Thomas takes Saucy to task in his understanding of the NT use of the OT. Progressive dispensationalism’s hermeneutics, “allowing NT passages to provide meaning for the OT […] is doing the same as other non dispensational systems” (p218). Rather, “each passage should stand on its own” (p218). Surprisingly, Thomas holds this distinction to such an extent that the church “in some instances [required] a different understanding of the OT” (p223). In other words, the apostles “gave new meanings to an OT passage that could not have arisen through sound principles of interpretation of the OT” (p220). Though it is bad hermeneutics, divine authority remains in “the NT passages themselves, not [their use of] the OT” (p220).
The NT does reveal a variety of “fulfillments” of the OT (direct fulfilment, typology, partial fulfilment, illustration, comparison, analogy, etc), but this variety is a far cry from “[not doing] hermeneutical justice to the OT passage” (p219). What’s more, Thomas is not arguing for a few exceptions, but regular divinely-inspired misreading of the OT, all in order to maintain his hermeneutics and a hard distinction of Israel from the church. I think we’re on safer territory in deriving our hermeneutics as best we can from the Bible itself. Thomas seems blind to his own presuppositions as he later takes Saucy to task for “interpreting a passage in accord with [his] preconceived idea of what the passage should teach” (p223). By denying NT authors the right to illuminate the OT, is that not exactly what Thomas is doing with the entire NT,
Thomas again resorts to unkind and incorrect rhetoric. For example, Saucy begins by establishing hermeneutics, but admits the issue doesn’t rest “primary on hermeneutical procedure” (p160, emphasis mine). In his response, Thomas misrepresents Saucy by saying “[Saucy] tries to eliminate hermeneutical principles” (p218) and that “any theological system that ignores hermeneutics is necessarily flawed” (p219). Simply reading Saucy’s quote above (which ironically, Thomas repeats twice!) exposes Thomas’ misrepresentation.

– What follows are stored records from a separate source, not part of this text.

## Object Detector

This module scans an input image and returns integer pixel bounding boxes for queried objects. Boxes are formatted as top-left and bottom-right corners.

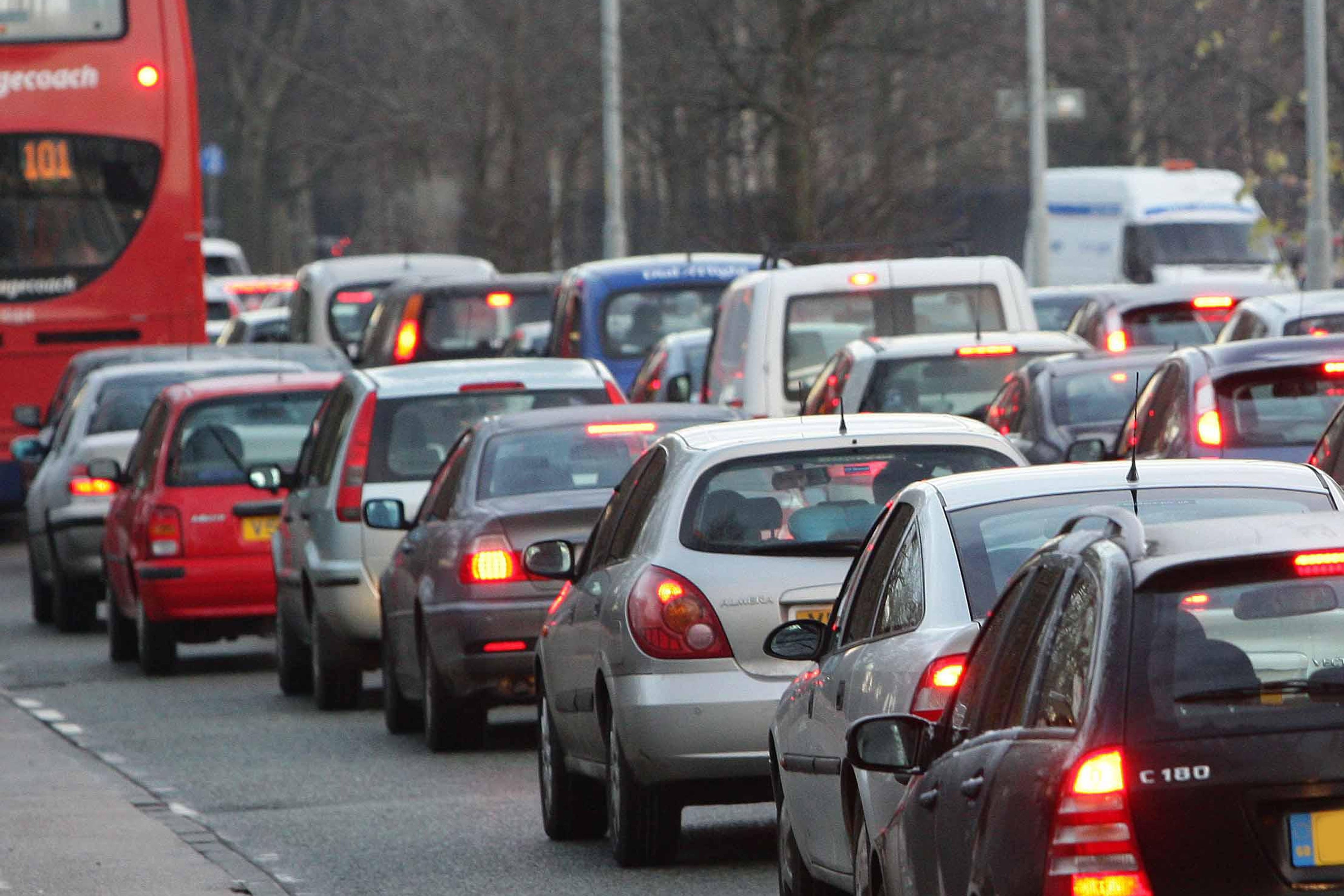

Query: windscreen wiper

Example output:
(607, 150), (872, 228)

(1176, 678), (1344, 703)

What’s more, saying that Saucy “worked hard” to come up with a definition of mystery that “would fit his system” (p222) implies dishonesty on Saucy’s part. This implication becomes an accusation on the next page when Thomas states that Saucy “began his interpretive process under the assumption that he had found a midpoint between traditional dispensationalism and nondispensationalism […and] then proposed a system to match that understanding” (p223). Unless Thomas knows the mind and motives of Saucy, one should assume the best, not that Saucy is a serial eisegete. This is uncharitable and undermine Thomas’ own argumentation.
Brand and Pratt
In this impassioned response, Brand and Pratt seem to come to their own. Though they find “much to commend”, Saucy’s exegetical and theological conclusions are convincing only “if one accepts at face value certain presuppositions” (p224). These presuppositions are 1) a particular understanding of “the people of God”, 2) that current salvation must be “expanded” to include a distinct national role for Israel, 3) that the only alternative to Saucy’s view is replacement theology. The third point is the strongest and most interesting, so I will summit it below.
Brand and Pratt reject the both dispensationalism and replacement theology, holding instead that “the church extends Israel’s scope to include all those bring grafted into the original olive tree” (p227-8). And again, “Israel is not replaced; it is transformed […] by the new covenant through the Spirit poured out” (p228-9). The idea here is that Israel is refined, with branches of unbelief broken off, and also expanded, with new, unnatural, branches grafted in (Rom 11). The church does not replace Israel, but the church consists of renewed Israel, which is made up of the Jewish remnant and believing Gentiles.